A final word. Huntington’s disease is a devastating diagnosis — for the patient and for every member of the family. The genetic nature of HD means that the disease touches multiple generations simultaneously. But genuine progress is being made. Chorea treatments work. Psychiatric symptoms are treatable. Research into gene silencing, while set back by the tominersen failure, continues with new and more refined approaches. The HD research community is among the most active and collaborative in all of neurology. Get connected to an HDSA Center of Excellence. Enroll in Enroll-HD. Ask about clinical trials. Take care of the caregiver. You are not alone. The Huntington’s Disease Society of America helpline is available at 1-800-345-HDSA (4372).
Important Drug Safety Warnings
Huntington's disease (HD) is managed with medications for chorea, psychiatric symptoms, and behavioral changes. Critical drug safety information follows.
Tetrabenazine (Xenazine) — FDA Boxed Warning: Depression and Suicidality: Tetrabenazine significantly increases the risk of depression and suicidal thoughts and behavior. This risk is so significant that it is listed as a Boxed Warning on its label. Before starting tetrabenazine, patients should be evaluated for untreated depression and suicide risk. Patients should be monitored for new or worsening depression, emergence of suicidal thoughts or behavior, or unusual changes in mood throughout treatment.
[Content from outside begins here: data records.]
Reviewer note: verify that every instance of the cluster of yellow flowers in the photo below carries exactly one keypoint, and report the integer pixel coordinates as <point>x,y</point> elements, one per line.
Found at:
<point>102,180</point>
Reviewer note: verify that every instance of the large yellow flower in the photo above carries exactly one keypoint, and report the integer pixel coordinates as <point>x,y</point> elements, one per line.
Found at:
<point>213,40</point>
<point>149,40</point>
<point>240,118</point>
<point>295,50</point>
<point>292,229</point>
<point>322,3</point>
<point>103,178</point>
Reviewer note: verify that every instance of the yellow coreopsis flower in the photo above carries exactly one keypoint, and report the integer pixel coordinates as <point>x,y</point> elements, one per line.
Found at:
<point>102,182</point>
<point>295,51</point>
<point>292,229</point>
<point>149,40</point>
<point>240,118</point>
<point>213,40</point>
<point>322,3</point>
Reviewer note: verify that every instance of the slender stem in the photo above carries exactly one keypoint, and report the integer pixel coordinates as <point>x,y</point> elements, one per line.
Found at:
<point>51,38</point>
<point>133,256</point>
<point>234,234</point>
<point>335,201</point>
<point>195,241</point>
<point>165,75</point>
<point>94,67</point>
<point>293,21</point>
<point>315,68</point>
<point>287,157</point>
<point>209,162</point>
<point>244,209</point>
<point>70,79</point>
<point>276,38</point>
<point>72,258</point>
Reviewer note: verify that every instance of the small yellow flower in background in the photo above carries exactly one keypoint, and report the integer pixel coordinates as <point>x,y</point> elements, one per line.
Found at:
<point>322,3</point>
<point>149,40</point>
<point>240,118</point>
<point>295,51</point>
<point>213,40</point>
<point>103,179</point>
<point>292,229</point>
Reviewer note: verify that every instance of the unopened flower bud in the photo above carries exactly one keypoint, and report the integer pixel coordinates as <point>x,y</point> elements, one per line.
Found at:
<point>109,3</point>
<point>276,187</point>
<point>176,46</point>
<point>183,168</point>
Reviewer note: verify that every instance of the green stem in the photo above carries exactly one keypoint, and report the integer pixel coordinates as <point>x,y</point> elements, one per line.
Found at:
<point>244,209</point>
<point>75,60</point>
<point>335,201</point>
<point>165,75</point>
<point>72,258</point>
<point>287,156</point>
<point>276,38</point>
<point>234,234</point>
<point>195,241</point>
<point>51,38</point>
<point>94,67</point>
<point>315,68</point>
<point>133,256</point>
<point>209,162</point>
Deutetrabenazine (Austedo) and valbenazine (Ingrezza): These newer VMAT2 inhibitors also carry warnings for depression and suicidality, though the Boxed Warning specifically applies to tetrabenazine. All VMAT2 inhibitors should be used with caution in patients with a history of depression or suicidality.
QT prolongation: VMAT2 inhibitors can prolong the QT interval on the ECG, increasing the risk of serious cardiac arrhythmias. Baseline ECG is recommended. Avoid combining with other QT-prolonging drugs. Report palpitations, dizziness, or fainting.
Do not abruptly stop: Abrupt discontinuation of tetrabenazine or deutetrabenazine can cause withdrawal symptoms including worsening chorea. Taper under physician guidance.
CYP2D6 drug interactions (tetrabenazine): Tetrabenazine is extensively metabolized by the CYP2D6 enzyme. Patients who are CYP2D6 poor metabolizers or who take strong CYP2D6 inhibitors (fluoxetine, paroxetine, bupropion) require dose adjustment. Discuss all medications with your neurologist.
Antipsychotics for behavioral symptoms in HD — Monitoring:
Quetiapine, haloperidol, olanzapine, and other antipsychotics are used for psychiatric and behavioral symptoms in HD. These carry the same Boxed Warning as for other uses in elderly with dementia-related psychosis (increased risk of death). In HD, they should be used at the lowest effective dose with regular reassessment. Tardive dyskinesia (drug-induced, irreversible movement disorder) can develop with long-term antipsychotic use — difficult to distinguish from HD chorea. Regular movement disorder assessment is needed.